The print sintax in awk determines which column of the text file is displayed based on the column separator, which in turn is defined by the option -F ("\t" stands for tab-delimited text). To display all the columns use $0, otherwise select the columns based on the order ($1,$2 to display the first two columns).

You can display only the columns corresponding to the ftp directory ($20), the organism name ($8) and the strain ($9), and copy the ftp path to the species directory of interest (this will be used in the rsync command below).

grep "Yersinia pestis" assembly_summary.txt | awk -F "\t" '$12=="Complete Genome" && $11=="latest"{print $8,$9,$20}' | less

If you want, you can also redirect the output to a file (called here ftpdirpaths.txt).
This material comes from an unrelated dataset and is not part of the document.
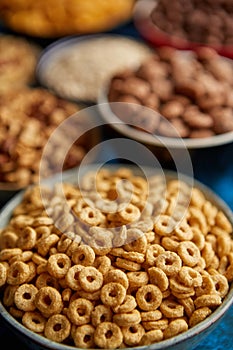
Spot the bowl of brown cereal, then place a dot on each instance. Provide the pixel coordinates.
(115, 257)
grep "Yersinia pestis" assembly_summary.txt | awk -F "\t" '$12=="Complete Genome" && $11=="latest"{print $8,$9,$20}' > ftpdirpaths.txt

In this example, the ftp path of the species of interest looks like this: ftp.ncbi.nlm.nih.gov/genomes/all/GCF/001/717/545/GCF_001717545.1_ASM171754v1

To download the ftp directory containing the reference sequence, we will use rsync, a versatile file copying tool that can copy locally, to/from another host over any remote shell. Paste the ftp path to the following command to download the sequence:

rsync --copy-links --recursive --times --verbose rsync://ftp.ncbi.nlm.nih.gov/genomes/all/GCF/001/717/545/GCF_001717545.1_ASM171754v1 .

Inside the folder, the reference sequence that you will use for the alignment of your reads has the suffix _genomic.fna.gz.